Drying out buildings is just one step toward getting back to normal. An estimated 4,000 teachers, custodians and other staff have been displaced from their homes, according to the Louisiana Department of Education.
Schools in Tangipahoa Parish, east of Baton Rouge, had been in session for just one day after the summer break when the floodwaters came. A week and a half later, classes are expected to resume Wednesday.
“It’s like having the first day of school all over again,” said Dina Esquinance, president of the Tangipahoa Federation of Teachers.
More than 130 school employees in the parish were affected personally by the flooding, she said. She’s spent the past week helping some of those teachers recover.
“We’ve been washing clothes, we’ve been gutting houses, we’ve been running errands,” she said. “We’ve been doing anything that we could possibly do to help.”
Even when school buildings are operational, the bigger challenge is staffing them, said John White, state superintendent of education.

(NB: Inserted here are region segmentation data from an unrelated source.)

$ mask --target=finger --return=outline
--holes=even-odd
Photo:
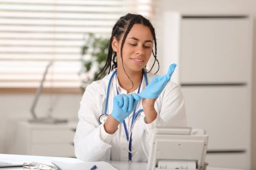
[[[172,64],[169,67],[169,69],[168,70],[167,75],[168,75],[170,77],[172,76],[173,72],[175,70],[177,65],[176,64]]]
[[[141,97],[137,94],[132,93],[131,95],[136,101],[139,101],[140,100]]]
[[[127,108],[128,108],[128,104],[129,104],[129,98],[128,98],[127,95],[123,95],[123,105],[122,107],[122,110],[124,112],[127,112]]]
[[[117,102],[118,102],[118,105],[120,108],[122,108],[123,105],[123,97],[122,97],[122,95],[117,95],[116,97],[115,97],[117,100]]]
[[[128,99],[129,99],[128,112],[131,112],[133,110],[134,98],[133,98],[133,96],[132,96],[131,95],[129,95]]]

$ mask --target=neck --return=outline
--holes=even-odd
[[[129,79],[127,75],[125,74],[123,68],[121,67],[121,69],[117,68],[117,79],[120,86],[127,91],[127,93],[130,93],[139,87],[143,77],[142,70],[137,72],[127,71],[126,73],[133,81],[133,87],[131,80]]]

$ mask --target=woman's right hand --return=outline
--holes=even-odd
[[[112,116],[120,124],[136,108],[140,97],[136,94],[121,94],[114,97]]]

“We’re now in a situation where nearly a tenth of the teacher workforce in Louisiana, as well as bus drivers, cafeteria workers and such, was affected by this,” he said. “They need to get their lives in order in order for them to focus on the lives of their children.”
School systems are working directly with the Federal Emergency Management Agency to find temporary housing for teachers, he said.
The toll on students goes well beyond missed days of instruction.
“Trauma has a long arc,” White said, as people in storm-ravaged Louisiana know too well.